Layer 7: PSTN Interconnect — The Last Mile

At the carrier's media gateway, the G.711 RTP stream is converted to a TDM (Time Division Multiplexing) signal or handed off to the destination carrier via SS7 signalling, which routes the call to the correct local exchange and ultimately rings the destination handset.
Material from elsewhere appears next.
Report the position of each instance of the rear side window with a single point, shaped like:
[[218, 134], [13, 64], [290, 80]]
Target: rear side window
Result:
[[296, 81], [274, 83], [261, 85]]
This final segment is invisible to Voxa — once the call is handed to the carrier, Voxa has no visibility into how the carrier routes it domestically. This is why call quality to some destinations (particularly those with aging PSTN infrastructure) can vary: the last-mile connection is outside VoIP providers' control.

Latency Budget

For a call from a browser in London to a landline in New York, a typical latency budget:

| Segment | Typical Latency |

|---|---|

| Browser audio capture + Opus encoding | 10–20 ms |

| ICE path (London → Voxa EU media server) | 5–15 ms |

| Voxa media server processing + transcode | 2–5 ms |

| SIP trunk (Voxa EU → US carrier gateway) | 80–110 ms |

| Carrier PSTN routing (US domestic) | 5–20 ms |

| Total one-way | ~100–170 ms |

Round-trip perceived delay is double this: ~200–340 ms. The ITU-T G.114 recommendation is under 150 ms one-way for comfortable conversation; most transatlantic calls land in the acceptable range.

What This Means for Developers Evaluating Voxa

A few architectural implications worth understanding:

Firewall requirements: UDP egress on ephemeral ports (3478 for STUN, 5349 for TURN over TLS) is needed for optimal performance. If your environment blocks all UDP, TCP TURN fallback on port 443 ensures calls still work, with slightly higher latency.

Browser compatibility: WebRTC is supported in all modern browsers (Chrome, Firefox, Safari 11+, Edge). Safari has historically had quirks with certain Opus fmtp parameters — Voxa's signaling layer normalises these differences automatically.

No SDK required: Voxa's browser client is plain WebRTC — no proprietary SDK, no native app, no plugin. This is a deliberate architectural choice: the browser's built-in WebRTC implementation is audited, maintained by browser vendors, and works across platforms without any code distribution.

Call legs and billing: Voxa bills on the B-leg duration — the time from when the destination phone is answered (`200 OK`) to when the call is terminated (`BYE`). Ring time is not billed.

The full call path from browser to PSTN involves no black boxes — every component is a well-documented open standard. That's the architectural case for WebRTC-to-PSTN calling as the foundation for modern communication infrastructure.